The success of Nevermind saw Cobain become a legend in his own lunchtime, an icon for an angst-fueled era in American youth culture. But, with the extended tours, the frequent TV performances, and the endless interviews, Cobain found himself suffering from exhaustion, so he refused to embark on another Nevermind tour. Instead, he focused the group’s efforts on recording a new album that would take Nirvana back to their no-wave roots. Cobain was already looking to move away from the mainstream grunge sound that had made them so successful in 1991, hiring producer Steve Albini on the assumption that his natural and pared-back recording style would suffuse In Utero with the rawness of Nirvana’s underground days.

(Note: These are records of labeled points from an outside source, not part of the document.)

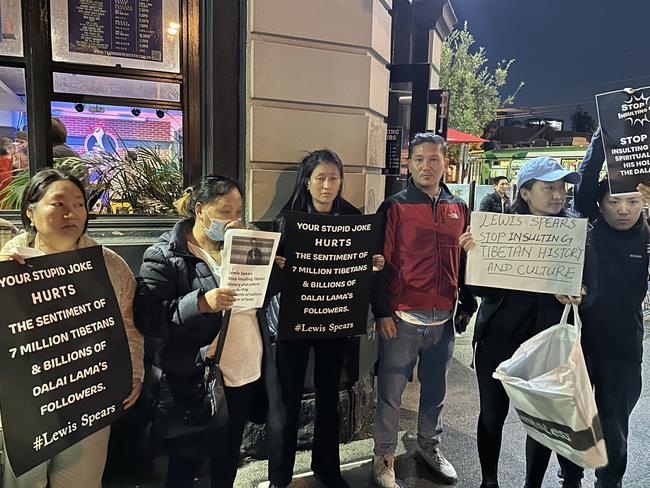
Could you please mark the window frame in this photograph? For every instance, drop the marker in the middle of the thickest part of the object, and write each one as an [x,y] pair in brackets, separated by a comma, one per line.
[39,68]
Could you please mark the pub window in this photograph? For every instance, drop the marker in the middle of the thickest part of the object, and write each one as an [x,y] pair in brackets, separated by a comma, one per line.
[13,138]
[113,75]
[130,157]
[11,40]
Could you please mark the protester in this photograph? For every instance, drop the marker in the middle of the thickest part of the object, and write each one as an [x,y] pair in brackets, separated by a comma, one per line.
[6,163]
[498,201]
[317,191]
[414,305]
[613,325]
[180,304]
[507,318]
[54,213]
[59,137]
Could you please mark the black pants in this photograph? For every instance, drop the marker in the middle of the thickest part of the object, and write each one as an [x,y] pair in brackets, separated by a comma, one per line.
[291,361]
[494,405]
[224,463]
[617,387]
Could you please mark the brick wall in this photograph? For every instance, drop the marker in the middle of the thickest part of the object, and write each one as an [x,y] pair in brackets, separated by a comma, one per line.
[131,129]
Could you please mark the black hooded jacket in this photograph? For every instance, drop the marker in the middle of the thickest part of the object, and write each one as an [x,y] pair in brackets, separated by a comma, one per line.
[166,311]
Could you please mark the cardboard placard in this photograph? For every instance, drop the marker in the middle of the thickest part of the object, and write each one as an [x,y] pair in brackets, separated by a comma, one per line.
[527,252]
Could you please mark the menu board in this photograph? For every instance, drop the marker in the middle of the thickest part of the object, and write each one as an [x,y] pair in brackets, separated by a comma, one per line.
[120,28]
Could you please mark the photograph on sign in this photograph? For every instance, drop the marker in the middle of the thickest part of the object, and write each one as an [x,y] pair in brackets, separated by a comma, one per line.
[624,117]
[527,252]
[247,264]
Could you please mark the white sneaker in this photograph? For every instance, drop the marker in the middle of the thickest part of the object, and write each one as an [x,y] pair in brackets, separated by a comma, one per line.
[383,471]
[437,462]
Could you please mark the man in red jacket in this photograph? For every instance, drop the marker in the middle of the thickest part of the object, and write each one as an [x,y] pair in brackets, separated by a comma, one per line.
[417,299]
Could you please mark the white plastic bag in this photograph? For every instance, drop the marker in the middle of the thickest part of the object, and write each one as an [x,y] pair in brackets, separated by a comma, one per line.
[549,387]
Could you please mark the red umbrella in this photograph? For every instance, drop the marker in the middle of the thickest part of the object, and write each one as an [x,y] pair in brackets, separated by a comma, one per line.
[458,137]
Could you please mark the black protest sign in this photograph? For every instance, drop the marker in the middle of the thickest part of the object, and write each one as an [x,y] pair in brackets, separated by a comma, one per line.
[625,123]
[64,358]
[328,275]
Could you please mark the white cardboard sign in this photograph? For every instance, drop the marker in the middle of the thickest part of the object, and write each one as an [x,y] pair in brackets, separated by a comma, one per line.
[527,252]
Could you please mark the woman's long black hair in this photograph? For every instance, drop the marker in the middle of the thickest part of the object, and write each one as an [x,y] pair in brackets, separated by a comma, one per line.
[300,199]
[36,189]
[204,191]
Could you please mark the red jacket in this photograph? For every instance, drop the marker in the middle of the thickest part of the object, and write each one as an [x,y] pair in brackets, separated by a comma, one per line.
[423,257]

Cobain had managed to galvanise an entire generation. His work with Nirvana had, so far, served as a rallying cry for an entire generation of disaffected youths, many of whom came to revere Cobian as their unofficial spokesperson – in much the same way that Bob Dylan became the spokesperson for the folk revivalists int he 1960s. Like Dylan, Cobain came to resent this deification. As he grew older, his fanbase wanted him to remain the same angsty anti-patriot that he always had been. But, judging from Nirvana’s ‘Serve the Servants’, he was already growing weary of this characterisation: “Teenage angst has paid off well/Now I’m bored and old,” he sang.
The fact that Dylan is still around today offers us an indication of where Cobain might have ended up later in life. Just before his death, he was fixated on his next move, using ‘All Apologies’ from In Utero to ponder: “What else should I be? What else could I say? What else should I write?”. When Dylan was faced with similar questions, he disowned his original fanbase, severing himself from the folk revivalists by adopting an electrified, blues-oriented sound at that infamous Newport Folk Festival performance. Perhaps Cobain would have made a similar decision, albeit in the opposite direction – replacing the distorted ferocity of Nirvana with a more acoustic palette.
It’s possible that Nirvana’s MTV Unplugged performance in 1994 was designed to prove that Cobain and his band were capable of more than the chaotic swirling that had defined their last two albums. Indeed, in the buildup to his death, Cobain reportedly spoke about his ambitions for the next album, suggesting that the group adopt more acoustic instruments and pursue a textured sound underpinned by the occasional orchestral instrument like a cello or a violin. In this sense, Cobain looked set to chase the folkish introspection of Nick Drake and Elliot Smith rather than the all-out carnage of In Utero’s ‘Rape Me’.
Cobain was also considering collaborations with other artists, and I think this offers us the most vivid portrait of what his career might look like today. Weeks before his suicide, Cobain considered working with R.E.M. singer Michael Stipe on a joint project. The Nirvana frontman had already taken a huge step back from the limelight by releasing ‘Puss’ / ‘Oh, the Guilt’ from In Utero as a split single with The Jesus Lizard. Clearly, Cobain was never going to be a ’25th-anniversary Nirvana reunion tour’ kind of artist. However, it’s pretty easy to imagine him adopting a more curatorial approach to musicianship – building up a catalogue of projects and collaborations in much the same way that Damon Albarn has. If this had turned out to be the case, and he was alive today, it’s not unlikely that Cobain would have been regarded as a sort of semi-reclusive outsider talent, whose glory days may have been succeeded by a series of fringe releases, pushing his career away from the mainstream and toward the realm of monkish artistry.